Failure to maintain enough enough investment bonds results in intervention by OSFI, and so for years up to half of an insurance company’s investments have been in low or negative yield bonds.  Compounding this problem, there have been more claims in recent years due to natural disasters, think of the all the floods and fires in the news recently.  In short, profits are down, and insurers have acted in lockstep to increase premiums or drop customers altogether. Consider this.

- Aluminum wiring in Canada is not actually very risky, there is a simple fix. A problem occurs if the electrical fixtures are changed repeatedly as will happen in an aging building when they wear out or styles change. The aluminum wire becomes fatigued when repeatedly manipulated, and the metal fatigue can increase the electrical resistance, causing the risk that the wire can heat up, potentially increasing the risk of fire. A simple exam of the building with a handheld FLIR device can identify any hot spots, and the issue can be permanently fixed inexpensively by pig tailing every electrical device. This involves using a marrette and lubricant between the original aluminum wiring and a short copper wire, known affectionately as a “pig tail”, presumably because the copper wire is short and curly.  This copper pig tail makes the connection between the old wire and any new electrical devices safe, and costs less than $1000 per unit in materials and labour depending on the number of electrical devices present. 

It’s Simple to fix!  I believe what is actually happening with aluminum wiring is that insurers have come to terms that the bond market is going to stay low for the foreseeable future,  and so are using trumped up risk factors (like aluminum wiring) as an excuse for obscene increases in rates, and to make changes to policies to eliminate insurable risks.  One of our insurance companies we’ve been with for years decided to withdraw from underwriting all risk except for brand new buildings in AAA rated markets. They looked for any excuse to drop a client they’ve had for years.  New requirements are being sent out before renewal to the point that insurance wouldn’t be required at all.  For instance, in my rental houses I’ve seen request that every unit must have fire extinguishers mounted in the kitchen, that closers be installed on all exterior doors, limits have been introduced to the age of perfectly serviceable equipment like water tanks and furnaces that have plenty of economic life remaining, and in one case the insurer even required for a buildings to be rewired.  

 

The fact this is all happening across the hundreds of insurers in Canada sure smells like collusion, but it probably isn’t.

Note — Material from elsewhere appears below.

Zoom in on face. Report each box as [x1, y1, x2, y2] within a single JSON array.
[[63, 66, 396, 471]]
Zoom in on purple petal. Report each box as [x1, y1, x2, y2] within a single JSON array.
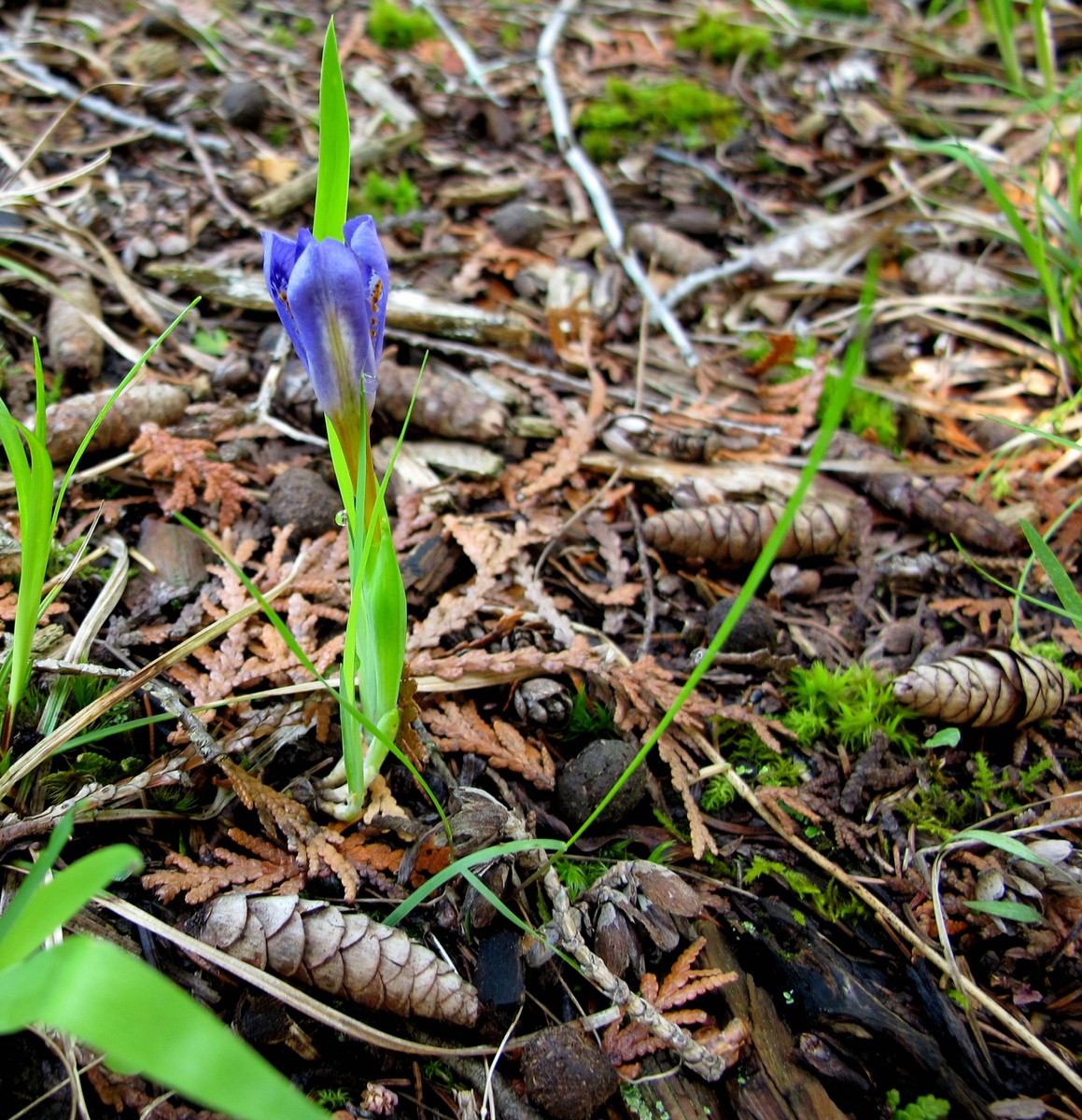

More likely is that insurers are acting rationally in an irrational situation to preserve shareholder profits. it’s getting close to a time where if costs continue to rise, it will make sense to self-insure. Maybe insurers will get the competitive bug before then and start competing again in the next few years, but prices rarely drop so I am not holding my breath.  More likely is government will step in with yet more regulation when there is enough public outcry, even though regulation with unintended consequences is what got us in this mess in the first place. 

So in my opinion, risk to physical buildings hasn’t increased, and what is actually happening is insurers have seen increased claims, but they’ve actually taken a beating to profits because of such low bond yields for such a long time.  Insurers are handcuffed by capital reserve requirements are enforced on them by a bygone era where bonds were deemed “safe.”  In my view, it’s part of the problem with an ever growing nanny state, because regulation frequently has unintended consequences. 

Thankfully for my shareholders, the benefit of the bond market’s influence on low cost of borrowing outweighs the drag on the expense side of the income statement.  Furthermore, multifamily income have proven to be very stable, even during the pandemic.

 

 

If you’re buying a building in the future, be sure to be careful to negotiate a large discount on a building with aging components.